Reduce your LLM API costs by 20-35% with three proven mechanisms: pre-send token estimation, structured memory extraction, and context compression. Model-agnostic, zero dependencies.


Mechanism 1 — Pre-Send Token Estimation

Estimate token count before sending a request. If the payload exceeds a threshold, compress or truncate it. Never pay for tokens you could have avoided.

Rules

  1. Estimate before every API call.

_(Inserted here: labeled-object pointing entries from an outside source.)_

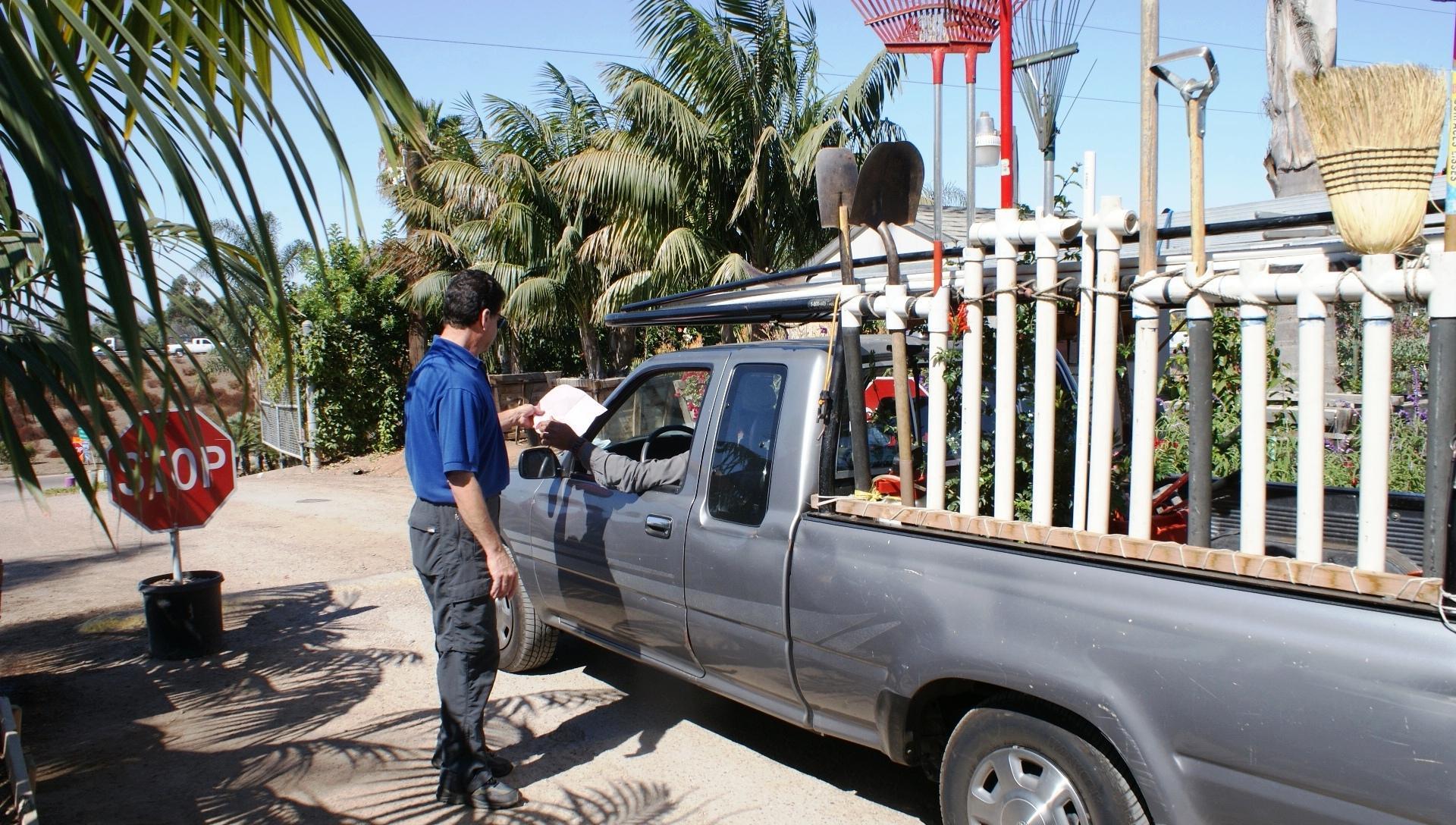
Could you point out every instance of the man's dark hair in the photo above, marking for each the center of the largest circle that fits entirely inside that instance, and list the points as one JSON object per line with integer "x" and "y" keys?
{"x": 468, "y": 293}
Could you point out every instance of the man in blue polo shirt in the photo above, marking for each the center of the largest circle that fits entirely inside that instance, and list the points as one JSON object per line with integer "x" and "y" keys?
{"x": 455, "y": 451}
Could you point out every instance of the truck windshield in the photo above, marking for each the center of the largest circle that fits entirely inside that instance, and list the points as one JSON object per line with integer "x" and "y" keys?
{"x": 658, "y": 416}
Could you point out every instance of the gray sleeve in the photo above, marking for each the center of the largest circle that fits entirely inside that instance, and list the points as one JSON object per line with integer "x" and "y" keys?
{"x": 629, "y": 476}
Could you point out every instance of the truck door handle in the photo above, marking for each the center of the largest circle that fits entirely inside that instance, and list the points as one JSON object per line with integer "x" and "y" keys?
{"x": 658, "y": 525}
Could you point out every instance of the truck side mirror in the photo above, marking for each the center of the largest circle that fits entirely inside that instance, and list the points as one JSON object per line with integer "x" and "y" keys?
{"x": 538, "y": 463}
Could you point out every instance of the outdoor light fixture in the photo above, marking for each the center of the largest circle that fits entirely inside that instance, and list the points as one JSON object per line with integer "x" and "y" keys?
{"x": 987, "y": 140}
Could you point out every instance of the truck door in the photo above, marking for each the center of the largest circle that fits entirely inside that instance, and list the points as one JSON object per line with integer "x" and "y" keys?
{"x": 613, "y": 560}
{"x": 740, "y": 540}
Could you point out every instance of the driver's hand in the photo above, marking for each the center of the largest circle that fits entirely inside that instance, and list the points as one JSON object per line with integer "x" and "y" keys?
{"x": 503, "y": 572}
{"x": 557, "y": 435}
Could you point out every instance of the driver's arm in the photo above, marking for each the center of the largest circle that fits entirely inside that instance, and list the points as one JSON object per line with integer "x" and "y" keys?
{"x": 612, "y": 470}
{"x": 626, "y": 475}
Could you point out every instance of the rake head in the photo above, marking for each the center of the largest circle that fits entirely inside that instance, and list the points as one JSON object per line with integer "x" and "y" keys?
{"x": 921, "y": 27}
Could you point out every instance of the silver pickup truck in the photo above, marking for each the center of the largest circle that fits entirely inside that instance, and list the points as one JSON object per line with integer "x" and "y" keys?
{"x": 1038, "y": 685}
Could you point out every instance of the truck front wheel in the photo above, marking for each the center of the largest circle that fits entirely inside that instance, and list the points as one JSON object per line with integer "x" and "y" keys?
{"x": 526, "y": 641}
{"x": 1002, "y": 766}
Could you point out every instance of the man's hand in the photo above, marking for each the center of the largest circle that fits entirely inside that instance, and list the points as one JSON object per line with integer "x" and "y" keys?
{"x": 504, "y": 575}
{"x": 523, "y": 415}
{"x": 557, "y": 435}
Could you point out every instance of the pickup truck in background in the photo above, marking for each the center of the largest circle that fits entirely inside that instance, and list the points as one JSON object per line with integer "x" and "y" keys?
{"x": 194, "y": 345}
{"x": 1034, "y": 682}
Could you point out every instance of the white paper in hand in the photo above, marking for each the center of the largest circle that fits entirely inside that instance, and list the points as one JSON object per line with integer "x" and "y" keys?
{"x": 571, "y": 406}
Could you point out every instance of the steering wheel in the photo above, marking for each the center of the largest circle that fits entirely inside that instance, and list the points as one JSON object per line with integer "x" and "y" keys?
{"x": 651, "y": 437}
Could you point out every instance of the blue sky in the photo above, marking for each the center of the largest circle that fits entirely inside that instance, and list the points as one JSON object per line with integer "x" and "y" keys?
{"x": 447, "y": 50}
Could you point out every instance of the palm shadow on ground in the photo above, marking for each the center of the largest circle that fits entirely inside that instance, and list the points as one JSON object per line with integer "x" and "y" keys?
{"x": 246, "y": 735}
{"x": 645, "y": 703}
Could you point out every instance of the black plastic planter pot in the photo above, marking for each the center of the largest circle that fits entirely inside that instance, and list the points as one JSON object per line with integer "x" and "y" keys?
{"x": 184, "y": 620}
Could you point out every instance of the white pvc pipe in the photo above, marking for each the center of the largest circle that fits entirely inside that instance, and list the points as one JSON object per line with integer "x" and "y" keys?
{"x": 1079, "y": 463}
{"x": 1310, "y": 497}
{"x": 1005, "y": 484}
{"x": 1254, "y": 425}
{"x": 940, "y": 325}
{"x": 1104, "y": 361}
{"x": 1313, "y": 278}
{"x": 1375, "y": 421}
{"x": 973, "y": 283}
{"x": 1044, "y": 381}
{"x": 1145, "y": 421}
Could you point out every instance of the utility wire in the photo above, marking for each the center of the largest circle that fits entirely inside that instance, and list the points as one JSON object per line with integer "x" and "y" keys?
{"x": 1407, "y": 8}
{"x": 983, "y": 88}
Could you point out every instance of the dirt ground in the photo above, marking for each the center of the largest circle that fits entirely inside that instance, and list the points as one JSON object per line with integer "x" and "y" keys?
{"x": 322, "y": 707}
{"x": 46, "y": 456}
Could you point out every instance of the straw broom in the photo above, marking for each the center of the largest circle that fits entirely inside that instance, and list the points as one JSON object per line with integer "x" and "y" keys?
{"x": 1376, "y": 133}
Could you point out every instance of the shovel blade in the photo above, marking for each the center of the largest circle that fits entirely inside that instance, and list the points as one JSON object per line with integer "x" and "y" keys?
{"x": 836, "y": 174}
{"x": 889, "y": 187}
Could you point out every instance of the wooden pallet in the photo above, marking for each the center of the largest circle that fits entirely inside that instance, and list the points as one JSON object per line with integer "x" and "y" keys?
{"x": 1272, "y": 568}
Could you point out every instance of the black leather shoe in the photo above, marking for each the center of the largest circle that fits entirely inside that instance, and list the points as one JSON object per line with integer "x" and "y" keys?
{"x": 494, "y": 795}
{"x": 500, "y": 766}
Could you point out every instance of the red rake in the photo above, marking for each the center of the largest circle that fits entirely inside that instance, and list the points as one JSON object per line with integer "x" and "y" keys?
{"x": 968, "y": 28}
{"x": 908, "y": 27}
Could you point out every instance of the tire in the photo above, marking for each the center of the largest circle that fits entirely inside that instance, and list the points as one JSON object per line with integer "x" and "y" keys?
{"x": 526, "y": 641}
{"x": 1002, "y": 766}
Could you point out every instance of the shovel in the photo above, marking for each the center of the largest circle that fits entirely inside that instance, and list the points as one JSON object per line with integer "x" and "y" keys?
{"x": 1200, "y": 315}
{"x": 836, "y": 174}
{"x": 887, "y": 194}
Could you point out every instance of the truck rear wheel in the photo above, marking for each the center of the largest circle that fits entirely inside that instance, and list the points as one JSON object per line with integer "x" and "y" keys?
{"x": 526, "y": 641}
{"x": 1002, "y": 766}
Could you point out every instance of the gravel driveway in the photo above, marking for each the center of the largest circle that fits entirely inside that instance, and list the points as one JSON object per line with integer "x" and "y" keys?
{"x": 322, "y": 707}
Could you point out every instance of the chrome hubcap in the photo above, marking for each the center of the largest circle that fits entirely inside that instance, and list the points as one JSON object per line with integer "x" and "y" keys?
{"x": 1017, "y": 786}
{"x": 504, "y": 622}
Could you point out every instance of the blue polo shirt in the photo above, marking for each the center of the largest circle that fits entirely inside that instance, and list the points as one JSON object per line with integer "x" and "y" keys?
{"x": 452, "y": 424}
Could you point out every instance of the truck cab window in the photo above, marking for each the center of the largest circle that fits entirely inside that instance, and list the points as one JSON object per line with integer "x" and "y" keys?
{"x": 657, "y": 418}
{"x": 743, "y": 451}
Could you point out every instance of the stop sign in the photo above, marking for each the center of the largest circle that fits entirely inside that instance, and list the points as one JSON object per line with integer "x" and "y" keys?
{"x": 190, "y": 481}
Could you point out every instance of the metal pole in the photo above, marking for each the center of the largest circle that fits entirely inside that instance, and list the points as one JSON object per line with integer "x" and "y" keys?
{"x": 852, "y": 356}
{"x": 1439, "y": 435}
{"x": 1079, "y": 463}
{"x": 1200, "y": 356}
{"x": 312, "y": 430}
{"x": 1008, "y": 133}
{"x": 1147, "y": 403}
{"x": 1442, "y": 399}
{"x": 1047, "y": 179}
{"x": 940, "y": 321}
{"x": 1005, "y": 437}
{"x": 896, "y": 319}
{"x": 971, "y": 287}
{"x": 177, "y": 556}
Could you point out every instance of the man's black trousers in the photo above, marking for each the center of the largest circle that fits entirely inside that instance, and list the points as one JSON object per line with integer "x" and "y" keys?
{"x": 452, "y": 569}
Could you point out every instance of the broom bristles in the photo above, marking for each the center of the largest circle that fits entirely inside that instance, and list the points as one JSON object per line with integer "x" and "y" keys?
{"x": 1376, "y": 133}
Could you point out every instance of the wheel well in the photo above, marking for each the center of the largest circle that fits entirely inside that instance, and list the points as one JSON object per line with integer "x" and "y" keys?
{"x": 938, "y": 706}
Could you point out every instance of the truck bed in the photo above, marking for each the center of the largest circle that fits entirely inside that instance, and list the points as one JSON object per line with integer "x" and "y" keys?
{"x": 1225, "y": 701}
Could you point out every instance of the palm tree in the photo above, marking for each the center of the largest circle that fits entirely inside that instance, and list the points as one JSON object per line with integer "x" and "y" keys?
{"x": 711, "y": 178}
{"x": 538, "y": 232}
{"x": 104, "y": 96}
{"x": 427, "y": 215}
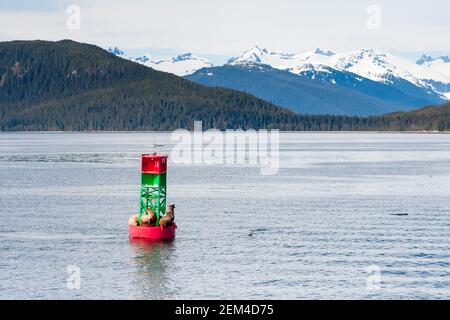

Use these formulas:

    • Plain text: tokens ≈ character_count / 4
    • JSON / structured data: tokens ≈ character_count / 2
    • Code (mixed): tokens ≈ character_count / 3.5
    • Images / PDFs: tokens ≈ 2000 (flat per asset, regardless of size)
  2. Set a token budget per request. Default threshold: 8 000 tokens. Adjust per use case.

  3. If estimated tokens exceed the budget:

    • Summarize or truncate the longest sections first.
    • Strip intermediate reasoning, keep conclusions only.
    • For JSON: remove null/empty fields, shorten keys if feeding to a model that doesn't need human-readable keys.
    • For code: send only the relevant function/class, not the full file.
  4. Log the estimate vs. actual usage (from the API response) to calibrate over time.

Example

Input: 24,000 characters of plain text
Estimated tokens: 24000 / 4 = 6,000 → under budget, send as-is.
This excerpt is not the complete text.